SSL on Weblogic Made Simple – PART1

                                                    
                                                                    SSL on Weblogic Made Simple – PART1

What is SSL ?

SSL is short for Secure Sockets Layer. The SSL protocol was developed by Netscape and is supported by all popular web browsers such as Internet Explorer, Mozilla Firefox, Google Chrome, and Opera. For SSL to work, a SSL certificate issued by a Certificate Authority must be installed on the web server. SSL can then be used to encrypt the data transmitted (secure SSL transactions) between a browser and web server (and vice versa). Browsers indicate a SSL-secured session by changing the HTTP to HTTPS and displaying a small padlock. Web site visitors can click on the padlock to view the SSL certificate.

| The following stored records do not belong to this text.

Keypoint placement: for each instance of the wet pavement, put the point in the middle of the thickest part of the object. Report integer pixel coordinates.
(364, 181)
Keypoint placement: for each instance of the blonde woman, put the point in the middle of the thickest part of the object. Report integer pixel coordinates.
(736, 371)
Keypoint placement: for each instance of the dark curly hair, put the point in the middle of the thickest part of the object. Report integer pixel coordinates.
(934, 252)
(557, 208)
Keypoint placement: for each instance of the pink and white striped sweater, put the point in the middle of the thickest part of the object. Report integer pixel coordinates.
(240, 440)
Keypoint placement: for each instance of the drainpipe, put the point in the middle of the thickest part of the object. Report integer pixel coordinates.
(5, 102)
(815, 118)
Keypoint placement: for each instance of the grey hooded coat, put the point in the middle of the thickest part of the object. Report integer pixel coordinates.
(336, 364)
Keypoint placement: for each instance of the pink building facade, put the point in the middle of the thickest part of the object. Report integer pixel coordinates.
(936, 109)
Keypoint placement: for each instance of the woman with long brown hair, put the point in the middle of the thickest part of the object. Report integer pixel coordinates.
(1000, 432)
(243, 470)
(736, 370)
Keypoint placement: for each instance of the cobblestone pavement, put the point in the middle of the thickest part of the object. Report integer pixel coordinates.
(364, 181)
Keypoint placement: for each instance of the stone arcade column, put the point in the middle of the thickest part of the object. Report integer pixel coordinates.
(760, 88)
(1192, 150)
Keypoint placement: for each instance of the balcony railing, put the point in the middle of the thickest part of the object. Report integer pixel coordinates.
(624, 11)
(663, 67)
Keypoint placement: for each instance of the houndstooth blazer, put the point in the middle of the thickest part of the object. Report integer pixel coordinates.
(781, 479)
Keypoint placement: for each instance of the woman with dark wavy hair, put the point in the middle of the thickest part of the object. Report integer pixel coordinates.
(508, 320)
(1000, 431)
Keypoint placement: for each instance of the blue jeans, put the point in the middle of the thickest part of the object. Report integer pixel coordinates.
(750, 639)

Middleware/Weblogic Deals with Identity Keystore and the Trust Keystore

Lot of environments they usually keep these two stores as same , But we can separate it out as well

Custom Identity and Custom Trust is the option we use in weblogic for configuring our own Identity and Trust.

Identity Keystore

What happens when a Client Calls as Server which has SSL listener enabled on it.

At runtime on receiving the digital certificate, the client checks the CA and if the CA is one that the client trusts (or a CA in a chain of trusted CAs), then the identity of the server is established/verified.

Thus the "identity" of the server is established by what's stored in the "identity" keystore, and its contents are what are farmed out to clients establishing secure connections with the server, who then verify the supplied digital certificate's CA against the clients own list of trusted CAs. The "identity keystore" is also referred to as the "server keystore", because it establishes the server's identity (ie. I am who I say I am)

This will be used to store the server certificate (private key/digital certificate pairs). When the client contacts server the digital certificate presented in this keystore will be sent.

Trust Keystore

The trust keystore is typically used for storing CA digital certificates; essentially the CAs who will be used to check any digital certificates that are given to the server at runtime (just the same as the client did above). In the standard 1-way-SSL between a client and the WLS server, the trust keystore doesn't come into the equation as the client has its own trust keystore (containing the CAs) and the server has nothing to verify.

Yet in the case of mutual SSL (aka. 2 way SSL) between the client and server, the client and server actually swap each other digital certificates to establish identity of both parties, and in this case the server must be able to test the identity of the client through the CA of the client's digital certificate.

This will contain all the certificates for the trusted partners (ie partners). When server connects with the partner it will use this key store.

 

Identity Store has the  Key/Root/Intermediate/Server Certificate

Trust Store has the  Root/Intermediate CA’s of trusted servers/hosts/urls’

 JAVA COMMAND LINE OPTIONS for SSL

CLIENT_KEYSTORE="full path to your server's identity keystore"

TRUST_STORE=$JAVA_HOME/jre/lib/security/cacerts

TRUST STORE OPTIONS

SSL_OPTIONS="-Djavax.net.ssl.trustStore=$TRUST_STORE "

SSL_OPTIONS="$SSL_OPTIONS -Djavax.net.ssl.trustStorePassword=$trustpass "

KEYSTORE OPTIONS

SSL_OPTIONS="$SSL_OPTIONS -Djavax.net.ssl.keyStore=$CLIENT_KEYSTORE "

SSL_OPTIONS="$SSL_OPTIONS -Djavax.net.ssl.keyStorePassword=$keypass "

SSL DEBUG OPTIONS

SSL_OPTIONS="$SSL_OPTIONS -Dssl.debug=true -Dweblogic.StdoutDebugEnabled=true "

SSL_OPTIONS="$SSL_OPTIONS -Djavax.net.debug=ssl,handshake,verbose "

Weblogic:

-Dweblogic.security.SSL.trustedCAKeyStore=<your keystore>

(Trusted CA store in weblogic)

DisablehostnameVerification:

-Dweblogic.security.SSL.ignoreHostnameVerification=true (OR)

-Dweblogic.security.SSL.hostnameVerifier=examples.security.sslclient. NulledHostnameVerifier

To diagnose an SSL issue, add the following to the java command line:

-Dweblogic.security.SSL.verbose=true
-Dssl.debug=true
-Dweblogic.StdoutDebugEnabled=true

Certificate Formats

The primary certificate types are:

PEM

DER

PKCS#12

PEM

Can contain all of private keys (RSA and DSA), public keys (RSA and DSA) and (x509) certificates. It stores data Base64 encoded DER format, surrounded by ASCII headers, so is suitable for text mode transfers between systems.

DER

Distinguished Encoding Rules (DER) can contain all of private keys, public keys and certificates. It is the default format for most browsers, and is stored according to the ASN1 DER format. It is headerless -- PEM is text header wrapped DER.

PKCS#12

Public Key Cryptography Standards #12 (PKCS#12) can contain all private keys, public keys, and certificates. It stores in a binary format, and is also known as PFX files.